ありがとう、と穏やかに告げる彼女に、キャリーがつ、と一歩だけ歩み寄った。
そして囁くように、緩く目を伏せて――


「――ありがとう」
「…え……?」
「マルコを、救ってくれてありがとう」
「キャリー?」
「マルコは、みんなの期待を裏切らない……実力があるし、実際ソレをこなせるから」
「………」
「『白ひげの一番隊隊長、不死鳥マルコ』で居続けるのは、きっと大変」


でもそれをかなぐり捨てていられる場所があるのであれば、それに越したことは無いのだ。
その肩書きに惹き付けられることも、それに鼓舞される人々が居ることも分かっているし彼らを否定することも無い。
だけれども、マルコもまた――マルコ個人を思えば、それがどれほどの重荷なのだろう、と彼を思う人たちからすれば辛いこと。


「だから、……ありがとう」
「キャリー」
「うふふ、また宴でね!」


お友達になりましょうね!
そう朗らかに言ってあっという間に姿を消したキャリー、そしてその彼女が出て行ったあとにしまったドアを見つめて、芙蓉は曖昧に、笑ったのだった。
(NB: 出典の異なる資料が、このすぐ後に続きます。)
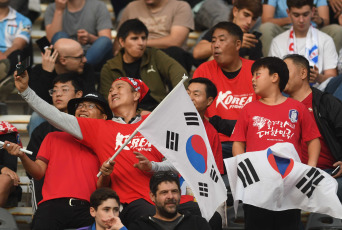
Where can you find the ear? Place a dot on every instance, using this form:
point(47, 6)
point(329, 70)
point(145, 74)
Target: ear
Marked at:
point(210, 100)
point(238, 44)
point(122, 42)
point(235, 11)
point(153, 198)
point(104, 116)
point(136, 95)
point(92, 212)
point(79, 94)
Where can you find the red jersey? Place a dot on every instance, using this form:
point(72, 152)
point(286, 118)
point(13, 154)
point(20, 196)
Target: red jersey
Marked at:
point(215, 144)
point(261, 125)
point(105, 137)
point(233, 94)
point(325, 160)
point(71, 167)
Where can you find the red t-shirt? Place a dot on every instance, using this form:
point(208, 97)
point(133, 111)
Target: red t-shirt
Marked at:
point(105, 137)
point(262, 126)
point(71, 167)
point(325, 160)
point(233, 94)
point(215, 144)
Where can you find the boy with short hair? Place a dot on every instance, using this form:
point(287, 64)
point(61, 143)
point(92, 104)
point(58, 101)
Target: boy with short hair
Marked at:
point(271, 119)
point(105, 207)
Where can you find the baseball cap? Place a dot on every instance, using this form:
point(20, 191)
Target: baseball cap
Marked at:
point(92, 97)
point(137, 84)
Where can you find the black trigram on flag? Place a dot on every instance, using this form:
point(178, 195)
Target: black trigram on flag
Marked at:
point(203, 188)
point(213, 174)
point(191, 118)
point(247, 173)
point(172, 140)
point(308, 184)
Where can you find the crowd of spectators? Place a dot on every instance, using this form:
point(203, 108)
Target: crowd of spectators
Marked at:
point(254, 58)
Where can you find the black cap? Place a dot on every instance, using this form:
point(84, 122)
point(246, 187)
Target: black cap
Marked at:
point(93, 97)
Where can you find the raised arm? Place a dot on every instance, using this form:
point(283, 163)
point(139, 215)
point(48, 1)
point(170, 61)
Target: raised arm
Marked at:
point(35, 168)
point(60, 120)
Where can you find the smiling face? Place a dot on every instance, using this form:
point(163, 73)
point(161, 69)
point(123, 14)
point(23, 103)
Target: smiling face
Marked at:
point(90, 110)
point(198, 95)
point(121, 94)
point(104, 215)
point(244, 19)
point(225, 47)
point(166, 199)
point(62, 94)
point(301, 19)
point(262, 81)
point(134, 46)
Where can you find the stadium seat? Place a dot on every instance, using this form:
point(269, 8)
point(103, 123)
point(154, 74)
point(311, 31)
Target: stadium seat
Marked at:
point(7, 220)
point(318, 221)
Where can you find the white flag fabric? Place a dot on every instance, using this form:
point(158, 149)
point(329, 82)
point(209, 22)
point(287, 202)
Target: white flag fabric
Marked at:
point(275, 179)
point(177, 131)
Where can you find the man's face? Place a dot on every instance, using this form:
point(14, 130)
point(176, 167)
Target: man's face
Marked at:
point(152, 2)
point(301, 18)
point(261, 80)
point(244, 19)
point(62, 94)
point(167, 199)
point(224, 47)
point(4, 3)
point(74, 60)
point(121, 94)
point(198, 95)
point(90, 109)
point(295, 77)
point(104, 215)
point(134, 45)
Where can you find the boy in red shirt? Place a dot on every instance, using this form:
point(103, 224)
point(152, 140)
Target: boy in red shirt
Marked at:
point(271, 119)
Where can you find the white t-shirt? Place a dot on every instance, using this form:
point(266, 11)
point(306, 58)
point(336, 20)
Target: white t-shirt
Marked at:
point(327, 55)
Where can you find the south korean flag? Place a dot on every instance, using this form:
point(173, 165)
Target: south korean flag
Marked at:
point(177, 131)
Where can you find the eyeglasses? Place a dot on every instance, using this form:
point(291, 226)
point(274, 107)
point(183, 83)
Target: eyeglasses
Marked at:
point(164, 173)
point(89, 106)
point(77, 57)
point(63, 91)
(私には何が出来るのだろう――何もしないのが、今一番、かしら)


下手な行動をするよりも、まずはモビーディックの内部で認められて生活をすること、それが第一なのだろう、と思い直して芙蓉は口元を引き締めた。
同時に、ありがとう、と囁くように万感の思いを込めて泣きそうな顔をしていたキャリーがいとおしい、と思う。


(お友達に、か)


ぽっと心が、あたたまる。

娘と認めてくれた父親、家族を迎えようとする人――サッチや、ジョズ、これから増えていくのかもしれない――、友達になろうといってくれたキャリー。

そして、いつか全部、と獰猛さを見せながら紳士的に振舞った最愛の人。


(なんて幸せなのかしら!)


まだこの船に来て初日だというのに、こんなに幸せでは後が怖い、と引け越しになる自分に笑みがこぼれる。
だが芙蓉はこれがずっと続くわけではないこと知っていたし、これ以上の幸せもきっと得られることをやはり知っていたのだった。